Once the European Council approves its legal framework, the European Central Bank will become the supervisor of state-owned banks and those whose asset sheet surpasses either the benchmark of €30 billion or their country’s 20 percent of GDP. Governor Mario Draghi will be the watchdog for some 200 financial and credit entities.
In Spain, that means that over 80 percent of all deposit banking institutions–six of them systemic–will be inspected by the ECB from 2014. Practically all former savings banks or cajas will fall under the central bank’s scrutiny, with only a few cooperative entities left aside as their small average size is €2 billion.
Analysts at Bankia Bolsa said in an investor note on Friday that “even though the scope of the single supervisor mechanism has been limited by the German government, markets have welcomed the move and peripheral countries like Spain continue enjoying credit access.” Experts admitted that the option favoured by Madrid, of direct refinancing for troubled banks, is unlikely to be agreed upon.
BNP Paribas highlighted, too, that Spain has paid less in its latest sovereign debt auctions, which have been covered by more-than-double demand rate.

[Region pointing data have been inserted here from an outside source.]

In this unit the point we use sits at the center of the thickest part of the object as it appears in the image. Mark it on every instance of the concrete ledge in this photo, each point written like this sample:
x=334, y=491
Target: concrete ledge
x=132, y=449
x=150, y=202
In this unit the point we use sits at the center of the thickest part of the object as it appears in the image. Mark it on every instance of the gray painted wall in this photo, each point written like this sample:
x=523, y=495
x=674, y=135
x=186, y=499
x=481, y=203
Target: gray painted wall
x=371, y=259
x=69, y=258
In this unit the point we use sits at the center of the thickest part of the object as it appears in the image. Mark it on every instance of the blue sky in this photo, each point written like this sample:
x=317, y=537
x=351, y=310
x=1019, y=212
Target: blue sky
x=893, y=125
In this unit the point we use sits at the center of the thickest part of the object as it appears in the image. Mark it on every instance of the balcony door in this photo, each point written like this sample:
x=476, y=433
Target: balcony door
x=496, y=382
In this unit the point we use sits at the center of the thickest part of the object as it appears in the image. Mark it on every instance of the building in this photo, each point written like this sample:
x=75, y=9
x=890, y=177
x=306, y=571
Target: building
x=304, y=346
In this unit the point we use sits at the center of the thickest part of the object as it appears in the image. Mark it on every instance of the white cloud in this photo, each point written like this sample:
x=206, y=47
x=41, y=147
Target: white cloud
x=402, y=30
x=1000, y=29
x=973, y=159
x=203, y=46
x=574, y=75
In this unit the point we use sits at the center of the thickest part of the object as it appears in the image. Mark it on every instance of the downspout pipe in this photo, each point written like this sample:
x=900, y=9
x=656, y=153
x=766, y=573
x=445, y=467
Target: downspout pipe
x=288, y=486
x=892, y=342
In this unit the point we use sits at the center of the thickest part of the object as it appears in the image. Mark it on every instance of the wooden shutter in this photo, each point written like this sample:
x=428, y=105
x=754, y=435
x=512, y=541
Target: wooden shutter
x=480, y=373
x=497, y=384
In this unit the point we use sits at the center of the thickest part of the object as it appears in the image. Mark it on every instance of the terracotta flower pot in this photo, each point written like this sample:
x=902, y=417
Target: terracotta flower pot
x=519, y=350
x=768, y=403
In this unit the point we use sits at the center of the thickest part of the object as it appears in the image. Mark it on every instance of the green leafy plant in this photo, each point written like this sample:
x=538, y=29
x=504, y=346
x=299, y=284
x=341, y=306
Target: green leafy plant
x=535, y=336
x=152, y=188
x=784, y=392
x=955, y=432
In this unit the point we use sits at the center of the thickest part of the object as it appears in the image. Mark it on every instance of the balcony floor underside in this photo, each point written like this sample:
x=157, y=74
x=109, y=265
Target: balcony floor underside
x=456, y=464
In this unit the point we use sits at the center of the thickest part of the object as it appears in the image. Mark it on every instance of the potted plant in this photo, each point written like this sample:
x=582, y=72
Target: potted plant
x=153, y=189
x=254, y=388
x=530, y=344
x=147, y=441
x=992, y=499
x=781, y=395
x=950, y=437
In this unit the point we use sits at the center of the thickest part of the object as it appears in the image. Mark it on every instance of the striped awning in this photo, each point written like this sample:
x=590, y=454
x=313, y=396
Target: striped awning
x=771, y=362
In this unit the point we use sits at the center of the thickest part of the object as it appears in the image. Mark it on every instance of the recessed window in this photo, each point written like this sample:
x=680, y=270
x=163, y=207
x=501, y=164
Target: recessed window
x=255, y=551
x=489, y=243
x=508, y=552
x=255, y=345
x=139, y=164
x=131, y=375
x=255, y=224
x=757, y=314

Via its broker Cortal Consors, the French bank said to its clients that the Spanish risk premium has fallen by 150 basis points “as expectations increase of an official request for a bailout. This has allowed Spain’s large companies to obtain financing on primary markets.” Since January 2011, corporate debt issuing had been flat, but this changed in September when risk spreads began to tighten and costs dropped.